Acts 1:1-11 * Psalm 93 * Ephesians 1:15-23 * Luke 24:44-53
Remember last week when Jesus healed a lame man at that pool? A few days later I saw this comment on Facebook: “I don’t know if Facebook has ever caused the lame to walk, but it sure has caused the dumb to speak.” We can’t argue that, can we? Especially when you hear Ted Cruz saying that the USA is the safest country on earth!
I love this three-week series of church celebrations – today is Ascension Sunday of course, and next week is Pentecost and then Trinity Sunday. Once Jesus ‘lifts off’ from his earthly life, and after the Holy Spirit dramatically empowers us for discipleship and ministry, then the Trinity spreads out over all the world or universe as the sacred presence manifested in so many ways. But first today we have Ascension lift-off.
At the recent clergy conference in Chemainus, Dean Ansley read a Parable of the Acorn to us, which I’ll summarize here: There was a kingdom of modern acorns living at the foot of a towering old oak tree. They were like midlife baby-boomer ‘acorns’ and they bought self-help books and took seminars and had support groups etc. – all aimed at living their best life as acorns. One day a scruffy stranger acorn arrives, with a cracked shell, and dirt stuck to him. He sat under the oak tree and told them something quite shocking. Looking upward at the big tree above them, he said: “We … are … that!” … Ridiculous, thought the other acorns – ‘how could a tiny acorn possibly be a great oak tree reaching twenty meters into the air’? The visitor explained that to become such a tree, you’d have to let go of all your plans for your best acorn life; and instead go down into the ground “where your shell will crack open and that power that is in you be released”. But the other acorns thought that was insane since then they would no longer be acorns. ...

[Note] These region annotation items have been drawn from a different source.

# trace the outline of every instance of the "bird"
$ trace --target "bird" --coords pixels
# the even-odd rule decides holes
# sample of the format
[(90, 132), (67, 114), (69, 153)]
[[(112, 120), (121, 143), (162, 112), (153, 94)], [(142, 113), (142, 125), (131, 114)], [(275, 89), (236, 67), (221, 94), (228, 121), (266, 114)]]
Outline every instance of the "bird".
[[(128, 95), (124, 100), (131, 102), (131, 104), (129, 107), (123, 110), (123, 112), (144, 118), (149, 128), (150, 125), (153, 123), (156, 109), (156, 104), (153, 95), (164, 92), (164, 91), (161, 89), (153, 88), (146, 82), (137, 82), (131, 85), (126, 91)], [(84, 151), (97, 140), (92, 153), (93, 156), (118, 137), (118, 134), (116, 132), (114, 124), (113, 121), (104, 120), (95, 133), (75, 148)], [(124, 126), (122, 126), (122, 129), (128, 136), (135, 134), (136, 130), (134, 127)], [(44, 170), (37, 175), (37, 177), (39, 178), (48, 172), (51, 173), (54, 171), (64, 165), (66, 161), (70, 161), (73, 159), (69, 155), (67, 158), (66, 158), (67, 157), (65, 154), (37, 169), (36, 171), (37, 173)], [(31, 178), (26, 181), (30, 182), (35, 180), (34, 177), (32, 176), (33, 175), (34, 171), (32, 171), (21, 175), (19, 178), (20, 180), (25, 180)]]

According to our first reading from Acts, Jesus spent forty days on earth after his resurrection – still living a kind of acorn life we might say – hanging around making sure everybody was okay. Last week I watched Godspell again – did you ever see that 1973 movie? There too we have a version of Jesus who cares deeply about his followers. He has a wonderful time with them, even dancing on top of the Twin Towers in New York City … long before 9/11. Whether Jesus spent forty days on earth before ascending to heaven, or whether it happened on Easter Day as Luke says at the end of his gospel, is beside the point … although it teaches us not to take such details too literally.
Cambridge priest and poet Malcolm Guite comments that while in one sense Christ ‘leaves’ us on Ascension Day “in another sense he is given to us and to the world in a new and more universal way … universally accessible to all … And since his humanity is taken into heaven, our humanity belongs there too.” Here’s Guite’s Ascension sonnet:
We saw his light break through the cloud of glory
Whilst we were rooted still in time and place
As earth became a part of Heaven’s story
And heaven opened to his human face.
We saw him go and yet we were not parted
He took us with him to the heart of things
The heart that broke for all the broken-hearted
Is whole and Heaven-centred now, and sings,
Sings in the strength that rises out of weakness,
Sings through the clouds that veil him from our sight,
Whilst we our selves become his clouds of witness
And sing the waning darkness into light,
His light in us, and ours in him concealed,
Which all creation waits to see revealed.
In light of what a gift Ascension is to all of us, let’s look at the lovingly grateful epistle message today as well. Paul writes to the Ephesians that he never ceases to give thanks for them – that’s also how I feel about Two Saints Ministry BTW. Paul prays that they will be given ‘Sophia’ the spirit of God’s wisdom – something we continue to need strongly today. We are called to know -- what is the hope to which God invites us, and the immeasurable greatness of God’s power … especially perhaps if we’re willing to let go of our acorn life, so to speak. Are we willing to turn away from using so much energy on the ground, and instead to dive more deeply into the fullness and abundance of God’s plan for us as a faith community? Or will we keep tending to our acorn state?
Let us pray: Gracious Creator God, whose son Jesus Christ ascended to heaven to be with you, and with all of your sacred Creation, please send us your Holy Spirit of wisdom – to give us counsel on how we might best move forward in discipleship – how we might ‘lift off’ from too many earthly property concerns, and take on the wings of freedom in response to a world so fraught with countless perils. The children of our world, those who survive humanity’s addiction to violence, face a future that looks shockingly bleak. Help us to see, Creator God, how we can better direct our energies towards your own compassionate concern for all that lives, Amen.